本日の毎日新聞夕刊に掲載されたボスのインタビュー記事をご紹介いたします。



「橋下改革 私はこう見る」


 物事を変えるための大きなエネルギーがいる時に、若くて活力がある知事を持った。大阪は捨てたもんじゃないと思いますね。知事案が出るまでの庁内の議論を公開し、連日のように知事の動静が報道されるようにして、「維新」という言葉で強いメッセージを発信した。既得権を守ろうとする守旧派との対決を考えた、なかなかの戦略家です。市町村長との論議で泣いたのも効果がありましたね。
 知事自らと府職員の人件費の大幅削減を打ち出したことで、「まず自分たちはこれだけのこをしました」と言えるのも強みです。文化や私学助成に冷たいという批判もありますが、それは優先順位の問題。今は知事が言うとおり、出血を止めるのが先でしょう。
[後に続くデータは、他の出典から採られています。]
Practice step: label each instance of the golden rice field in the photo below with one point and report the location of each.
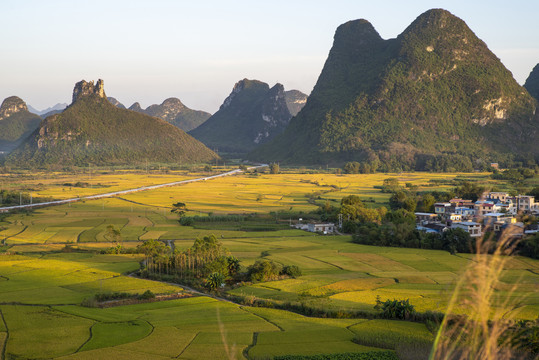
(42, 287)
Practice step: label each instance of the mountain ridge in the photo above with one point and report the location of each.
(435, 94)
(92, 130)
(251, 114)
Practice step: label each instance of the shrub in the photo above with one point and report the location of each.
(148, 294)
(263, 270)
(395, 309)
(291, 270)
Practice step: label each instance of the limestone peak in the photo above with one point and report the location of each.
(12, 105)
(84, 88)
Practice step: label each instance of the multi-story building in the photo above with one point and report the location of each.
(471, 227)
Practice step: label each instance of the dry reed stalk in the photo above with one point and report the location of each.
(482, 334)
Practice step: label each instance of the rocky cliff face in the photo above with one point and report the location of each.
(295, 101)
(16, 123)
(93, 130)
(115, 102)
(251, 115)
(136, 107)
(532, 82)
(12, 105)
(433, 97)
(83, 88)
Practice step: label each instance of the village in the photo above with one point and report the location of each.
(498, 212)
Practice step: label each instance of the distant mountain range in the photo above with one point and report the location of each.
(434, 98)
(532, 82)
(171, 110)
(92, 130)
(48, 111)
(16, 123)
(251, 115)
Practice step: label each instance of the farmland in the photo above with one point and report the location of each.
(53, 265)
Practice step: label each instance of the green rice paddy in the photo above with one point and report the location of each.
(53, 265)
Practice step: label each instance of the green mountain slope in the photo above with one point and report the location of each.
(92, 130)
(251, 115)
(532, 82)
(16, 123)
(176, 113)
(435, 95)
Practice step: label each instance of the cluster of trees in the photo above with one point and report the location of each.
(517, 174)
(395, 309)
(365, 167)
(13, 198)
(274, 168)
(205, 260)
(207, 263)
(266, 270)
 そもそも補助金に頼ろうとするのが気に入らない。府民の支持を得られなければ消えるのは文化も私学も同じ。自立を目指すべきです。天満天神繁昌亭が民間の力で成功しているように、ワッハ上方(上方演芸資料館)も知恵を働かせ、資金が足りなければファンドを募ればいい。今のままでは(展示機能の移転、ホールの廃止)はやむを得ないでしょう。
 気になるのは、御堂筋のライトアップといったイベントにこだわっていること。周囲にそういう進言をする人がいるのかもしれませんが、歳出削減をする時にどうかと思いますね。意見として聞いておき、全体を見て判断してほしい。
 橋下知事には「1期4年で走りきって」と言いたい。再選を目指さないことです。次の選挙のことを考えると、関係する個人や団体との妥協が生まれてします。1期でやれるだけやって、スパッと辞める。それでも十分、大阪の歴史に名前が残るし、大阪の改革がモデルとして全国に波及しますよ。